Natural Language Reasoning, A Survey

Natural Language Reasoning, A Survey
 
Abstract:
This survey paper proposes a clearer view of natural language reasoning in the field of Natural Language Processing (NLP), both conceptually and practically. Conceptually, we provide a distinct definition for natural language reasoning in NLP, based on both philosophy and NLP scenarios, discuss what types of tasks require reasoning, and introduce a taxonomy of reasoning. Practically, we conduct a comprehensive literature review on natural language reasoning in NLP, mainly covering classical logical reasoning, natural language inference, multi-hop question answering, and commonsense reasoning. The paper also identifies and views backward reasoning, a powerful paradigm for multi-step reasoning, and introduces defeasible reasoning as one of the most important future directions in natural language reasoning research. We focus on single-modality unstructured natural language text, excluding neuro-symbolic techniques and mathematical reasoning.
 

Summary Notes

Simplifying Natural Language Reasoning in AI

The field of Natural Language Processing (NLP) is advancing quickly, especially with innovations like transformers and pre-trained language models (PLMs).
However, there's a noticeable gap in natural language reasoning (NLR), impacting complex AI applications and the depth of interaction between humans and computers.
This blog post breaks down NLR, explains why PLMs are critical, and looks at key methods and benchmarks driving NLR forward.

What is Natural Language Reasoning?

Natural Language Reasoning is AI's ability to understand and process human language through logical reasoning. It involves:
  • Defining Reasoning Tasks: Beyond understanding language, NLR uses logic to conclude, predict, or create new information.
  • Recognition Challenges: Distinguishing between reasoning and non-reasoning tasks is tricky, blurring the lines between comprehension and complex reasoning.
  • Common Misconceptions: It's incorrect to view all NLP tasks as reasoning tasks. While many involve reasoning, they don't all require deep logical processing.

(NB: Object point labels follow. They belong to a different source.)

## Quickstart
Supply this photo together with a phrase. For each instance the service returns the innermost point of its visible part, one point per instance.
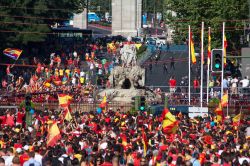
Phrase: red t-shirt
(24, 157)
(196, 83)
(106, 164)
(3, 119)
(19, 118)
(172, 83)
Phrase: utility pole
(87, 11)
(155, 18)
(248, 27)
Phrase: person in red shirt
(24, 157)
(172, 84)
(10, 119)
(19, 119)
(196, 85)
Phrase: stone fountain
(127, 80)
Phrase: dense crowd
(78, 73)
(114, 138)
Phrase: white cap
(26, 147)
(18, 150)
(30, 129)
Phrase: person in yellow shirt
(56, 72)
(61, 71)
(67, 71)
(82, 80)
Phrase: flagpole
(202, 59)
(189, 66)
(208, 62)
(223, 52)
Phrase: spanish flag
(53, 134)
(47, 84)
(104, 102)
(219, 113)
(193, 57)
(236, 119)
(64, 100)
(225, 49)
(224, 100)
(169, 124)
(67, 114)
(124, 139)
(144, 142)
(209, 47)
(12, 53)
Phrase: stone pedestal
(80, 20)
(126, 17)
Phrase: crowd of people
(64, 71)
(115, 138)
(109, 137)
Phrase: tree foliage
(24, 21)
(100, 6)
(213, 13)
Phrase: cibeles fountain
(127, 80)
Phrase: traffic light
(217, 60)
(142, 103)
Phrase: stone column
(126, 17)
(80, 20)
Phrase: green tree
(213, 13)
(24, 21)
(100, 6)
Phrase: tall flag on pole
(209, 48)
(224, 100)
(219, 113)
(169, 124)
(53, 135)
(193, 58)
(145, 142)
(64, 100)
(67, 114)
(225, 49)
(12, 53)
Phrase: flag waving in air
(12, 53)
(53, 134)
(193, 57)
(64, 100)
(169, 124)
(209, 47)
(225, 49)
(224, 100)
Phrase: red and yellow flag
(219, 113)
(104, 103)
(145, 142)
(225, 49)
(224, 100)
(169, 124)
(12, 53)
(67, 114)
(236, 119)
(193, 57)
(124, 139)
(53, 134)
(64, 100)
(209, 47)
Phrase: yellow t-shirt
(67, 71)
(81, 80)
(61, 72)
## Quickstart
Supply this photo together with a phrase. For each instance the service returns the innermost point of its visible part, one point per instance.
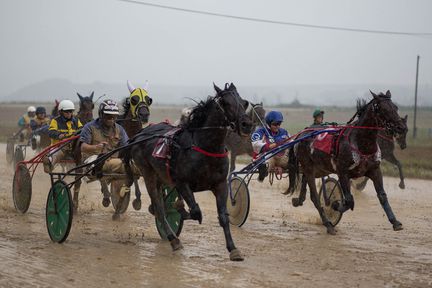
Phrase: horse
(386, 142)
(356, 154)
(238, 145)
(197, 160)
(85, 112)
(135, 116)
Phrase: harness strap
(210, 154)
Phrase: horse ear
(130, 86)
(218, 90)
(373, 94)
(388, 94)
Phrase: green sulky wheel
(59, 211)
(175, 221)
(22, 188)
(238, 206)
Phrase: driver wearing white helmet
(24, 123)
(61, 127)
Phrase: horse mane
(199, 113)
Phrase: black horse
(238, 145)
(133, 120)
(386, 141)
(198, 159)
(85, 113)
(356, 154)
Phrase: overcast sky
(112, 41)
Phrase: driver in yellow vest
(24, 123)
(103, 135)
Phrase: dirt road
(283, 246)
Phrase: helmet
(66, 105)
(273, 116)
(317, 112)
(40, 110)
(108, 107)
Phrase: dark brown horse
(85, 113)
(386, 142)
(238, 145)
(135, 116)
(357, 154)
(198, 159)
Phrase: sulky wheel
(59, 211)
(22, 188)
(10, 150)
(334, 197)
(120, 204)
(238, 206)
(174, 219)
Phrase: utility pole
(415, 101)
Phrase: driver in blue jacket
(269, 137)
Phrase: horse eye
(135, 100)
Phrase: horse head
(85, 113)
(386, 113)
(233, 107)
(139, 102)
(401, 137)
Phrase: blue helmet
(273, 116)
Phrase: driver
(269, 137)
(103, 135)
(61, 127)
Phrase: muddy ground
(283, 246)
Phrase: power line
(279, 22)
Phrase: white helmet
(66, 105)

The Importance of PLMs in Reasoning

Pre-trained language models have transformed AI's language understanding and generation capabilities, playing a crucial role in NLR:
  • Language Understanding: PLMs are key for tasks that demand reasoning, thanks to their nuanced language understanding.
  • Reasoning Abilities: These models are great at deductive, inductive, and abductive reasoning, drawing on extensive training data.
  • Complex Tasks: By integrating knowledge and reasoning, PLMs can address more sophisticated reasoning challenges.

Approaches to Natural Language Reasoning

Several methodologies are prominent in NLR:
  • End-to-End Reasoning: Directly solving tasks with PLMs, skipping intermediate steps.
  • Structured Reasoning: Mimicking human reasoning patterns either forward or backward to reach conclusions.
  • Interpretability: Ensuring AI systems can explain their reasoning is essential for trust and understanding.

Measuring NLR: Benchmarks and Datasets

Various benchmarks and datasets help evaluate AI reasoning capabilities:
  • Logical Reasoning: Tests the model's logical step-following or inference-making ability.
  • Multi-hop Question Answering: Requires pulling from multiple information sources to answer questions.
  • Commonsense Reasoning: Focuses on processing and applying everyday knowledge.

Looking Ahead: The Future of NLR

Despite progress, challenges and questions remain:
  • Open Questions: How can we improve PLMs' reasoning abilities? Which new methodologies will enhance reasoning?
  • Research Directions: Future work includes exploring multi-modal reasoning, enhancing model robustness, and broadening reasoning abilities.
  • Applications: The goal is creating AI that handles complex, real-world reasoning tasks as effortlessly as humans.

Conclusion

Advancing natural language reasoning in AI is a work in progress. Although PLMs have established a solid base, defining, understanding, and implementing reasoning in NLP still require significant effort. For AI engineers, keeping up with these developments and pushing the boundaries of what's possible is crucial. The future of NLP hinges on our ability to close the natural language reasoning gap, opening up new possibilities for complex applications and richer human-computer interactions.